GDPR’s regulations were simply best practices that many companies already had in place (GDPR just made them an obligation), therefore, it was bound to benefit performance as predicted. Studies show that since GDPR was introduced, inbox placement has increased YoY. The following benchmark report by Return-path shows an increase in inbox placement of 5%, a decrease in spam placement of 1% and a decrease in missing emails by 4%.
Source: 2018 Deliverability Benchmark Report (Returnpath.com)

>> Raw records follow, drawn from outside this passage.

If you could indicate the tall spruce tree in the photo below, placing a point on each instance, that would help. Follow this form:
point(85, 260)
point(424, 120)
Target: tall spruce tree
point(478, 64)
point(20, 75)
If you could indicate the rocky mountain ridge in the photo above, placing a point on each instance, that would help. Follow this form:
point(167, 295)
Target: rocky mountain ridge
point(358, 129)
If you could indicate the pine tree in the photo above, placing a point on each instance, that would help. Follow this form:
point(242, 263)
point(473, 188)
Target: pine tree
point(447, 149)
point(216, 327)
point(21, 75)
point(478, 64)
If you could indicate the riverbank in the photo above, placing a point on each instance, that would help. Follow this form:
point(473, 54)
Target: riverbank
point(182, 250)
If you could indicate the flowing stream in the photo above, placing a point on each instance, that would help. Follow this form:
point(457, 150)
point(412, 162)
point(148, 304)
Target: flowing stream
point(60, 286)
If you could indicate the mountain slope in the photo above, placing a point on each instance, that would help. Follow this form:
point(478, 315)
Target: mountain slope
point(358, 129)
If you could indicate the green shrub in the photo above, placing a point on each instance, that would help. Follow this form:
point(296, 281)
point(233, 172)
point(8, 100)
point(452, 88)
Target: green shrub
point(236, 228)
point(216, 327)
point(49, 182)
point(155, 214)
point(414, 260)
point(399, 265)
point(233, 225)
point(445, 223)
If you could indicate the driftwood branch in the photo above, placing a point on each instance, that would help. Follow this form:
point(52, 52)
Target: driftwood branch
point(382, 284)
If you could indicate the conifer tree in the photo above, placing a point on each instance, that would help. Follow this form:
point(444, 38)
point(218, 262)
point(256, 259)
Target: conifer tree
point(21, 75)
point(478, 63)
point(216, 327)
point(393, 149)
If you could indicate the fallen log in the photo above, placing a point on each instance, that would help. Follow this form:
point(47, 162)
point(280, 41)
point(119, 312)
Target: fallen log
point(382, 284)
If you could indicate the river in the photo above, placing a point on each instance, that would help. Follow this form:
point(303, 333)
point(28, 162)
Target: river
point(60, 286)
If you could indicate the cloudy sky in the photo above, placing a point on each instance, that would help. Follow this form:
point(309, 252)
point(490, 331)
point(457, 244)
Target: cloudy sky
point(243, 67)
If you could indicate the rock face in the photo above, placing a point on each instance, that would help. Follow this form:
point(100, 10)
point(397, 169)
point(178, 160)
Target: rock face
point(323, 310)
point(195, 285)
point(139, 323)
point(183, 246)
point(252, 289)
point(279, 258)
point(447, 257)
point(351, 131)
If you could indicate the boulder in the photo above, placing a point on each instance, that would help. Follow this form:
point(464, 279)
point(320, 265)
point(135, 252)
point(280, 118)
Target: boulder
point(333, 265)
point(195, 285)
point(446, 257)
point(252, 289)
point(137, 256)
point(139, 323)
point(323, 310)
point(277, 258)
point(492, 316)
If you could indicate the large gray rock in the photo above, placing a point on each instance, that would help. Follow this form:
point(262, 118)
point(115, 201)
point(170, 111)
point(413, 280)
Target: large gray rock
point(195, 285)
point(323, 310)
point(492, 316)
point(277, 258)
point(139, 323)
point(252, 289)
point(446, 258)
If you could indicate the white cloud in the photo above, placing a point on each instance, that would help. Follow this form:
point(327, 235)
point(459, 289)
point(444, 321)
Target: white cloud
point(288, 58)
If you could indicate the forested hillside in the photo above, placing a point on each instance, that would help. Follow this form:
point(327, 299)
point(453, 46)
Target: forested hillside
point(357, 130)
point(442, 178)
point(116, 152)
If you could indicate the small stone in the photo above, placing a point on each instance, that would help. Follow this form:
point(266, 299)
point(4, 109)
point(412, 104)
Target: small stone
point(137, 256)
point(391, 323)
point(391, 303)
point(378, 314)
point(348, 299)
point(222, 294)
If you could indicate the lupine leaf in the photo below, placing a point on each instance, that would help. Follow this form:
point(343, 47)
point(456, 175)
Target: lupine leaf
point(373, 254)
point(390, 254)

Studies like these are based on positive engagement, open rates, read rates, click-through rates, conversion rates and so on. As lists are clean and subscribers are opt-in, they are engaging with the content (why wouldn’t they? They chose to receive your email). Senders are also receiving less unsubscribes requests, fewer bounce reports (the list has been cleaned of old and unused email addresses) and spam reports. The knock-on effect of this is that senders will also benefit from a good domain and sender IP reputation, it’s inevitable (fewer spam/bounce reports, less damage)!
ROI
Studies have also seen a greater ROI on mailing programs since GDPR was introduced, in turn, making them more profitable. As a direct result of increased engagement, the Data and Marketing Associations 2019 Marketer Email Tracker report showed a 30% increase between 2017 and 2018.
These results have gone far from unnoticed, everyone wants a piece of the action. India is the first to introduce its Data Protection Bill and Brazil is following shortly behind with Brazil’s General Data Protection Law, LGPD (Lei Geral de Proteção de Dados).
So, the killer question now is… “Why did it take us so long?”